While everything we've talked about so far works great for displaying elements, we haven't talked much about logic yet. We came to the conclusion that utilizing a scripting language would be the best for our use case, but this meant we had to decide which one would best suit our needs here. After some consideration, we ultimately came to the conclusion that the best choice for us would be JavaScript. It's widely used in web development and the majority of our team already knows it, which put it in a perfect position for us.
There was just one small problem: While we already had a working JavaScript engine that could be used together with Java code, it just wouldn't be able to keep up with the scale of PaintSquad in the future. This is based on observations we made during the development of Invasion where we used it to handle various interactive map elements. It took quite some time to process some of the scripts. Besides this, there was no support for most modern JavaScript features (such as “let”, “const”, arrow functions, etc.).
We've tried out a few existing JavaScript implementations and bridges for Java but ended up finding nothing that satisfied all of our requirements. The most problematic part in this case was being able to debug scripts from our code editor via breakpoints. This is the point where we decided to take matters into our own hands.

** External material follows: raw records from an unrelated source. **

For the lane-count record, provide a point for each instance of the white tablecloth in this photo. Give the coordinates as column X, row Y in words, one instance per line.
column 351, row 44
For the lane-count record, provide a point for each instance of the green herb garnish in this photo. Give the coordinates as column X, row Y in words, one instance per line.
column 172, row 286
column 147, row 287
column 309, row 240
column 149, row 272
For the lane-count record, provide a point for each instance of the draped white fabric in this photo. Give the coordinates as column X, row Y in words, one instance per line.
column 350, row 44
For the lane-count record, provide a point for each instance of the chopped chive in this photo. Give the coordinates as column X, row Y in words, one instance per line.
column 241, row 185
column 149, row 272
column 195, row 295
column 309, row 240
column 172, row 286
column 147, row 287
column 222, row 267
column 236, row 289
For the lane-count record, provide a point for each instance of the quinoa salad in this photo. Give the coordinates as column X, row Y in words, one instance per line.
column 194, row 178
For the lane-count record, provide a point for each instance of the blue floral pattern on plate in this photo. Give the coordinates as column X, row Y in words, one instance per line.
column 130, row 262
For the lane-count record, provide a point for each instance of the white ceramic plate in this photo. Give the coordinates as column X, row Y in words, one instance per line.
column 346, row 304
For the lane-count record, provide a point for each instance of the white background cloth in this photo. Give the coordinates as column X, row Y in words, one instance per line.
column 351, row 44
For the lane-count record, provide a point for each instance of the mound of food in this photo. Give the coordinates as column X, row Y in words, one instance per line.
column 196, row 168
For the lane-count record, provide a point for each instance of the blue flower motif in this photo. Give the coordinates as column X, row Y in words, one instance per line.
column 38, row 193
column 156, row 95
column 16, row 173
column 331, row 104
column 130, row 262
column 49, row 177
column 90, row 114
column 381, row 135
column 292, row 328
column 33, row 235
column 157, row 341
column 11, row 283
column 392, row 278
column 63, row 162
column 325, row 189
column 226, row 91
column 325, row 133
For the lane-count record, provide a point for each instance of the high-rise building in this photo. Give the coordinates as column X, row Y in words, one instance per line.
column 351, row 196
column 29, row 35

Our idea was to take an existing JavaScript engine that fits our needs and then make it accessible from Java. We quickly determined to go with Google's "V8" JavaScript Engine since it's widely used (most web browsers use V8!) and should be fast enough for anything we throw at it.
This is how our Vee8 project was born. While it's effectively just a bridge that provides access to the native functions of V8, it also comes with its own set of features such as a built-in generator for TypeScript definition files, support for debugging via Chrome Remote DevTools, creation of proxy objects for Java classes and interfaces, as well as access to Java constructors.
Vee8 is also the first project at Pixelground Labs that was developed using the concept of TDD (test-driven-development).
We're also working on replacing the old JavaScript library that was used for Invasion with Vee8. This should also make the development process of new Invasion maps a lot easier.
Vee8 and Panorama provide us with extremely flexible and future-proof solutions that will allow us to create many awesome things in the future. Even though we might not be able to have the craziest use-cases imaginable for the two systems at first, we’re sure this will allow us to create amazing experiences in the future.